Complete removal of the vitreous at the site of an implant is crucial to the success in pars plana implant surgery to prevent obstructions of the tube of the AGV . In the present study, hypotony-associated complications occurred in only one case in the ppAGV group, which was transitory and might be a cause of leakage in the other sutureless incision site. A previous study reported that the lumen of the Ahmed valve tip fits the 23-gauge needle, which results in no aqueous leakage .
This study is limited by the small sample size and retrospective nature, short follow-up period, and variable level of endothelial cell damage at the baseline. Small number of patients made it difficult to interpret the data even though there are one or two cases of severe endothelial cell loss. For example, only one case is 762 cells/mm2 of endothelial cell loss in the acAGV, which may influence the results. With a larger patient population, additional studies may provide more accurate results.
This study limitation includes that endothelial cell counts were only counted preoperatively and then once at 18 months. Other investigators reported that postoperative endothelial cell loss increased with time [12, 15]. Lee et al.  report that the endothelial loss after anterior chamber implantation of the Ahmed glaucoma valve was 15.3% at 12 months and 18.6% at 24 months. If endothelial cell counts were obtained at several time points such as 6, 12, 18, and 24 months in this study, it is possible to make data interpretation clear. Our study needs to be undertaken in analysis of several time postoperative endothelial cell counts in the future.
Although both the case and control groups were matched one-to-one for glaucoma type, we did not match patients on the basis of age, sex, underlying disease, or severity of glaucomatous disease.

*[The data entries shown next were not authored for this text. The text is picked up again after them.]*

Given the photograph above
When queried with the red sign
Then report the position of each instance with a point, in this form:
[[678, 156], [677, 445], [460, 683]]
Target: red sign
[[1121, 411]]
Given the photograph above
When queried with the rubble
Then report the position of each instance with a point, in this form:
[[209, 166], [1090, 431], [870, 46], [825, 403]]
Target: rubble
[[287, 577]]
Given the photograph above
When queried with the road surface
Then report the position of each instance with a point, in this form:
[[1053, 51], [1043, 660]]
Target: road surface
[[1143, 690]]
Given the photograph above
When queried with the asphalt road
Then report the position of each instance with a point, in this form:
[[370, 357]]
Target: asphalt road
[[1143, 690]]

We believe that age, especially, and also the other parameters are important factors that influence the loss of corneal endothelial cells even though there is no significant difference in this study.
Therefore, further prospective and randomized trials with a longer follow-up period will be needed.
In summary, corneal endothelial cell damage in the ppAGV group for refractory glaucoma appeared lower than that in the acAGV group. Therefore, pars plana implantation of AGV may be preferred as it may have lower level of endothelial cell damage while maintaining similar level of IOP control.
Conflict of Interests
The authors declare that there is no conflict of interests regarding the publication of this paper.